Data were extracted independently by two authors. Analyses were conducted on general training requirements as well as specific competencies defined in the documents.
Eight national program from seven countries were identified from a total of 25 countries; all identified program have defined competencies for core critical care ultrasonography. Although there were common themes across these program, significant variations in training requirements and assessments existed, for example, number of scans required for echocardiography training ranged from 10 to 100. Furthermore, the specifics of each ultrasound module varied between program.
Despite widespread and increasing use of ultrasound in ICUs, the majority of countries lacked a formal training program and clearly defined competencies. Even among the countries where these are available, there remains variability. There is a need to better define the competencies required in core critical care ultrasonography and standardize the assessment process.
1Intensive Care Unit, King’s College Hospital, London, United Kingdom.

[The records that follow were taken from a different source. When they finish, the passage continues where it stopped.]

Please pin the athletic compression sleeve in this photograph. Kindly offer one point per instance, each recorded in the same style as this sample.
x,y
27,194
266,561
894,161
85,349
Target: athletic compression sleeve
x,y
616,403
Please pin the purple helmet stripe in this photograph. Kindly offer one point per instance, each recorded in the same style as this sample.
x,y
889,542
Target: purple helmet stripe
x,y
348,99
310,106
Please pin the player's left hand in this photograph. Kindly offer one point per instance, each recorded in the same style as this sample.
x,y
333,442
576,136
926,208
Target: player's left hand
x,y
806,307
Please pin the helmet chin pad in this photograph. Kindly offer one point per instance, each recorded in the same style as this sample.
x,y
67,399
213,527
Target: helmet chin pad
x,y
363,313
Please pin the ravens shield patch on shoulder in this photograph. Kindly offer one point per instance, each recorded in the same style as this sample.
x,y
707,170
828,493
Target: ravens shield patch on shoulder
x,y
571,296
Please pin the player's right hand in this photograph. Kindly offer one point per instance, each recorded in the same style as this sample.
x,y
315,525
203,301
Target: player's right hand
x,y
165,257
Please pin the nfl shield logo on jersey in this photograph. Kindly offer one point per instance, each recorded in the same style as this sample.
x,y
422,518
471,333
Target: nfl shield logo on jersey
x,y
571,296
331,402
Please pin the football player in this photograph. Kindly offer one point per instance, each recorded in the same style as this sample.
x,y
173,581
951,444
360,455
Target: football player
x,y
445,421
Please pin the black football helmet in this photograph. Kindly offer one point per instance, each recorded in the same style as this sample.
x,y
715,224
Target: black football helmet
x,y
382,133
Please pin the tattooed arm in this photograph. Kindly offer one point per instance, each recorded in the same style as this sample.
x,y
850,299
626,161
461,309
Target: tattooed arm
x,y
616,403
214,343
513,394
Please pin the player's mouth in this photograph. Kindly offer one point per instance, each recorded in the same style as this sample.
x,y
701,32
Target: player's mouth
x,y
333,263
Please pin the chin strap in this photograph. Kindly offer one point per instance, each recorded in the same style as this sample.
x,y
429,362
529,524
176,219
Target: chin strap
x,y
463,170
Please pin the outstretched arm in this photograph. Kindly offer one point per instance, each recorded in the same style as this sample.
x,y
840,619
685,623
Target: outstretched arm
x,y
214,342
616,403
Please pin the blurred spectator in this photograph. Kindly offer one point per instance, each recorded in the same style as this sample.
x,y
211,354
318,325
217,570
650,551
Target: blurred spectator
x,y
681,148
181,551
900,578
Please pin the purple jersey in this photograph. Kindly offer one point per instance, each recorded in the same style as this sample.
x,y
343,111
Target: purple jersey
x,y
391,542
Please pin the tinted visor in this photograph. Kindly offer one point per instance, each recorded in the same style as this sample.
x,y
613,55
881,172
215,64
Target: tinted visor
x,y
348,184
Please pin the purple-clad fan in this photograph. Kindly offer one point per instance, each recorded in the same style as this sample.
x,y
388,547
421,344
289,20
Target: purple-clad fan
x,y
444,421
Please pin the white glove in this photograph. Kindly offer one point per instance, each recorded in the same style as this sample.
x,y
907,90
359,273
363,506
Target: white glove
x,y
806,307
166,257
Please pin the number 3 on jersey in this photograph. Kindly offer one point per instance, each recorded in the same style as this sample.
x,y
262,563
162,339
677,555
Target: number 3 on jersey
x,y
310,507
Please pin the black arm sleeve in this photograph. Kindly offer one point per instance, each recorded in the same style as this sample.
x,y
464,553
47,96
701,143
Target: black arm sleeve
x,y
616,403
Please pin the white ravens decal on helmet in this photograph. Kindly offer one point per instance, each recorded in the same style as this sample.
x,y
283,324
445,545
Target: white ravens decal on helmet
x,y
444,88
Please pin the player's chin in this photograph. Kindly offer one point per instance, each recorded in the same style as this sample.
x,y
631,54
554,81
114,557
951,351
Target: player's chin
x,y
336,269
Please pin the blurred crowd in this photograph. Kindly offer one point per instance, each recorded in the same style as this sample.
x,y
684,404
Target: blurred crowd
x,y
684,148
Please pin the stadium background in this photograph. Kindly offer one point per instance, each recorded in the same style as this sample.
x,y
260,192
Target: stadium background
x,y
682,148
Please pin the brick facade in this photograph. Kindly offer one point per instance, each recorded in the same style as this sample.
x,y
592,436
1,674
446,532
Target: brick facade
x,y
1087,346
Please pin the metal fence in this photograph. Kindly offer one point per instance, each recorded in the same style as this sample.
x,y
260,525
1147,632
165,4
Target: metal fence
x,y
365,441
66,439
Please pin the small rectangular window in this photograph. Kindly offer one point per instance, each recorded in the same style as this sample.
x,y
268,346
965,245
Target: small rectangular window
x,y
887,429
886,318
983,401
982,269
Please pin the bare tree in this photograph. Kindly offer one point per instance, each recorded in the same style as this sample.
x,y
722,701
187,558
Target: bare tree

2Intensive Care Unit, Hospital General Universitari de Castelló, Castelló de la Plana, Spain.
3Intensive Care Unit, Third Faculty Medicine, Charles University Prague, Czech Republic.
The idea for the article was conceived by Drs. Wong and Galarza. Contacting the various national and professional societies was carried out by all three authors. Analysis of the various program was carried out by Drs. Wong and Galarza. All three authors drafted the article and have read and approved the final article.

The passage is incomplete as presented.